Tuesday, June 28, 2011

Why can't you be, the part of me that's missing?

I've never been a couple.
I hate it because at parties with your friends I feel like I have to constantly stand at your side. Like that's what I'm expected to do.
I like your friend because when he's high he thinks everything is amazing.
It's like the sense of humor I have even when I'm sober.
But I think its kind of sad that he has to get high to enjoy things.
The thing is, you aren't really anything ever. We don't laugh at the same things at all.
And I understood the movie, and I could have told you a million meanings it had and so much shit about symbolism and imagery and love and darkness, and evil and freedom.
But if I told you what would you even say?
And maybe you think its okay when we sit outside and don't really have a conversation.
But I hate it. And sometimes I don't even want to kiss you and I don't want to talk or lay in bed or anything. And if you saw what's on my ipod, you probably wouldn't like half of it.
You're nice and protecting, but way too simple sometimes. You never tell me what you want or how you feel. Why can't you be upfront and tell me what you fucking want, or ask for something? Fucking talk to me. It took a over a month of this before you even called me beautiful, like do you know what you're doing or?
And every time I spend the night there I leave in last nights clothes, uncomfortable or hungover or both and then I have to take a detour to my house so it doesn't look like I came from your apartment. And then I come home smelling like weed and your cologne even though I haven't done the least of what my parents are worried about.
I know we're not right for eachother. Things would be so much easier, they would just happen and fall together. But when we're together my mind is so many other places. Like I'm wondering what time it is, what my friends are doing, have you ever done this before, what's on tv, who's outside in the kitchen, how am I going to tell you I have to leave. Sometimes I stay longer just to avoid the akwardness of telling you I have to go. And you don't always have to walk me to my car, just when it's dark out. Because it always akward when I'm driving back and I see you walking back to your house, like do I wave?
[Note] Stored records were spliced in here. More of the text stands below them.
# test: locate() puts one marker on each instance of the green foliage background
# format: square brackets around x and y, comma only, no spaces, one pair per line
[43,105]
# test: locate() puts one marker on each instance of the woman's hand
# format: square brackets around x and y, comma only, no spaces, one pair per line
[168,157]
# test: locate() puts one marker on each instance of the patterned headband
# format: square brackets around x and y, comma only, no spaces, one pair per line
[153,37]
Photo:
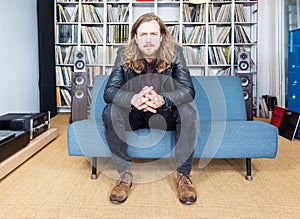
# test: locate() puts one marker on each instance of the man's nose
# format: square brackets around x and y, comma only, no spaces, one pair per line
[148,38]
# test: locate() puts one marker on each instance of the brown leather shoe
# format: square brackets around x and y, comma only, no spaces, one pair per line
[186,191]
[120,192]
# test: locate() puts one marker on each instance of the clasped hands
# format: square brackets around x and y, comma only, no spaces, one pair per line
[147,100]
My goal in this relationship is just not to lose myself. I think that's sad. I had to tell you I was going to bed so I could just have some time. And I do that alot. For some reason, in order to feel close to me you have to tell me all the boring shit about your day and I should do the same. You don't even give me a chance to miss you, but the second I stop responding you'll lose interest. I almost forgot about my favorite songs and shows and books and movies. Like I can't just tell you off the top of my head everything there is to know about me, you just have to figure it out. Sometimes I don't even realize who I am until I start to lose it a little bit.